Bei der Vorbereitung und Planung eines Reportageneinsatzes betont Flemig die inhaltliche Auseinandersetzung mit der Region. Durch Literaturrecherche und Gespräche mit Kolleg*innen verschafft er sich vorab ein Verständnis für die Region, deren Geschichte und Kultur. Er zeigt jedoch auch, dass oft nicht alles nach Plan geht und vor Ort improvisiert werden muss. Flemig hebt besonders die Rolle der sogenannten „Fixer“ oder „Stringer“ hervor, welche als lokale Journalisten oder Aktivisten mit guten Ortskenntnissen Kontakte herstellen und die Sicherheitslage einschätzen können.

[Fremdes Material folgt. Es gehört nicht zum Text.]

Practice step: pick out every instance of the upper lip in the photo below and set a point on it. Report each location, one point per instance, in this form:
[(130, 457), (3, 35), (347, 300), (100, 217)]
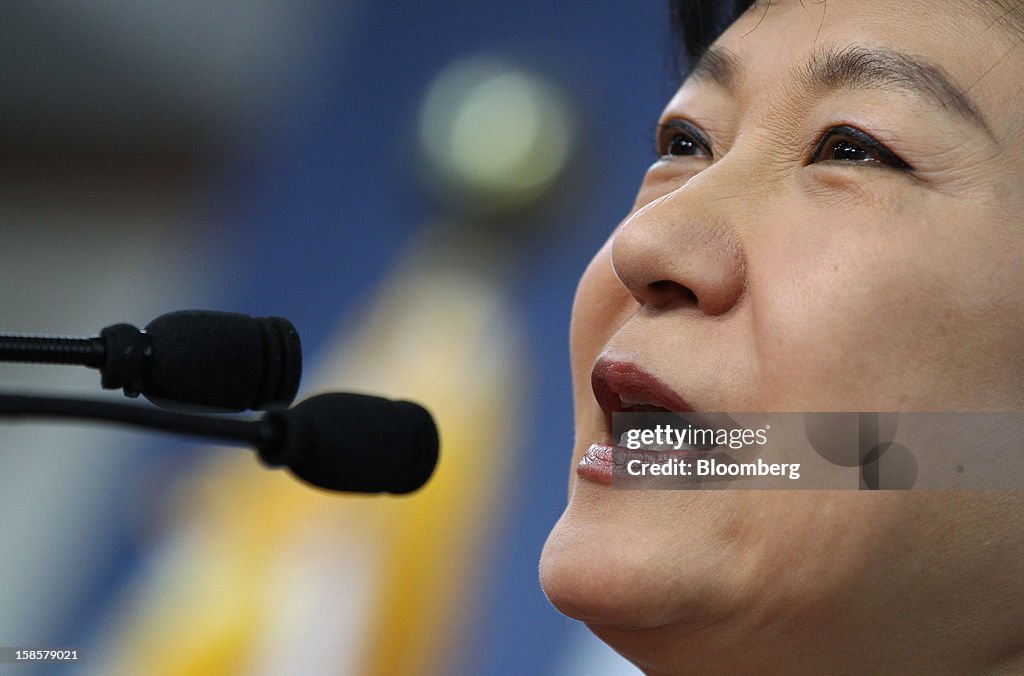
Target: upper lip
[(613, 380)]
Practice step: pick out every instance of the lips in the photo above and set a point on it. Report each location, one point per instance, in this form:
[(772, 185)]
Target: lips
[(625, 387)]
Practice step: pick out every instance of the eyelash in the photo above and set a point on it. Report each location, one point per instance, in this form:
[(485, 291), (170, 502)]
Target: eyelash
[(858, 141), (852, 138)]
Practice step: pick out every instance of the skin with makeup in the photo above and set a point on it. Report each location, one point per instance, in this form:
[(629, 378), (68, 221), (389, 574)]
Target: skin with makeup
[(833, 222)]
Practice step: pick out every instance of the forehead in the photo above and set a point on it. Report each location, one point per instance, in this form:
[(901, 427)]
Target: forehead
[(977, 44)]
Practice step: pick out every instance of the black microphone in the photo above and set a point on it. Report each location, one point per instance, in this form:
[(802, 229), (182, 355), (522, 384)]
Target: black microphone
[(344, 441), (338, 441), (222, 361)]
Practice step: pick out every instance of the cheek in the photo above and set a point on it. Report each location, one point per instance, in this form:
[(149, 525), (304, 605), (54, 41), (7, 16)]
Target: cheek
[(602, 304), (853, 318)]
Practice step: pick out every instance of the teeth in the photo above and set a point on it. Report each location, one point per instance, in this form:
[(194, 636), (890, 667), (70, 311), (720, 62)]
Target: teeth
[(628, 402), (624, 441)]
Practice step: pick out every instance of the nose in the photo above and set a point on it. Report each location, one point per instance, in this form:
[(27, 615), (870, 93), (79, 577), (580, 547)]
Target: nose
[(676, 252)]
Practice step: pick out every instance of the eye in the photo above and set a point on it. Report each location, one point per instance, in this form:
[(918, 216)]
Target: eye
[(848, 144), (681, 138)]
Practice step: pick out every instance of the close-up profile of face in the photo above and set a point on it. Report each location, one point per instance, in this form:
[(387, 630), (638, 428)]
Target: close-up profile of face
[(833, 222)]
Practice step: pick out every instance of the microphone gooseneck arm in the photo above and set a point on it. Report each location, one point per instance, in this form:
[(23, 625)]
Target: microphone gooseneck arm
[(220, 361), (338, 441), (52, 349), (229, 430)]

Auch konnte Flemig bei der Veranstaltung eigenes Filmmaterial zeigen, das an der Front in Mossul entstanden war, als die irakischen Streitkräfte 2017 die zweitgrößte Stadt im Irak vom sogenannten Islamischen Staat zurückeroberten. Er geht auf das Dilemma von Kriegsjournalisten ein, die eigene Sicherheit mit dem Ziel, die bestmöglichen Aufnahmen zu bekommen, zu vereinbaren. Gleichzeitig geht er auf die teilweise absurden Momente ein, wenn er beispielsweise mit Gefechtsgeräuschen im Hintergrund mit den Soldaten über Fußball diskutiert.

 

Zuletzt konnten die Teilnehmenden Flemig ihre eigenen Fragen stellen. In der anschließenden Diskussion wurde weiter auf die Rolle der „Fixer“ eingegangen, die in der Berichterstattung oft wenig Anerkennung erhalten. Interessant ist auch die Marktdynamik, wonach die Tagesgehälter von Fixern stark davon abhängen, wie stark das Interesse von großen amerikanischen Medienhäusern an einem Konflikt ist. Er argumentiert, dass der Kriegsjournalismus auch in Zeiten von Smartphones weiterhin relevant bleiben wird, um besonders in der deutschsprachigen Medienlandschaft Konflikte differenziert und verständlich abzubilden. Dabei plädierte er für eine Ausweitung der öffentlich-rechtlichen Auslandsberichterstattung. Bei Fragen über den Beruf geht er darauf ein, dass Konfliktjournalismus definitiv keine strikte Männerdomäne sei und dass Frauen teilweise den Vorteil hätten, zwei Welten in einem Konflikt kennen zu lernen. Besonders im Nahen Osten haben sie einen Zugang zur weiblichen Bevölkerung, der den männlichen Kollegen oft in verwehrt wird. Flemig beschreibt die Schwierigkeiten damit, den Beruf als Kriegsreporter mit seinem Privatleben, Familie und mentaler Gesundheit in Einklang zu bringen, sowie die Überwindung der eigenen Emotionen zugunsten einer ehrlichen Berichterstattung.

 

Abschließend erklärte Flemig, dass er Kriegsreporter geworden ist, um in der Gesellschaft Aufmerksamkeit für Ereignisse zu schaffen, die sonst gar nicht oder nur wenig thematisiert werden würden. Trotz der Frustration, die oft mit diesem Beruf verbunden sein kann, will Flemig seine Arbeit nach der Pandemie fortführen, sei es in Afghanistan, Irak oder auf Lesbos, um die Geschichten der Menschen, die sich hinter den Schlagzeilen verbergen, zu erzählen.

 

Wir danken Konstantin Flemig sehr für diesen spannenden Einblick in das Leben eines Kriegsreporters!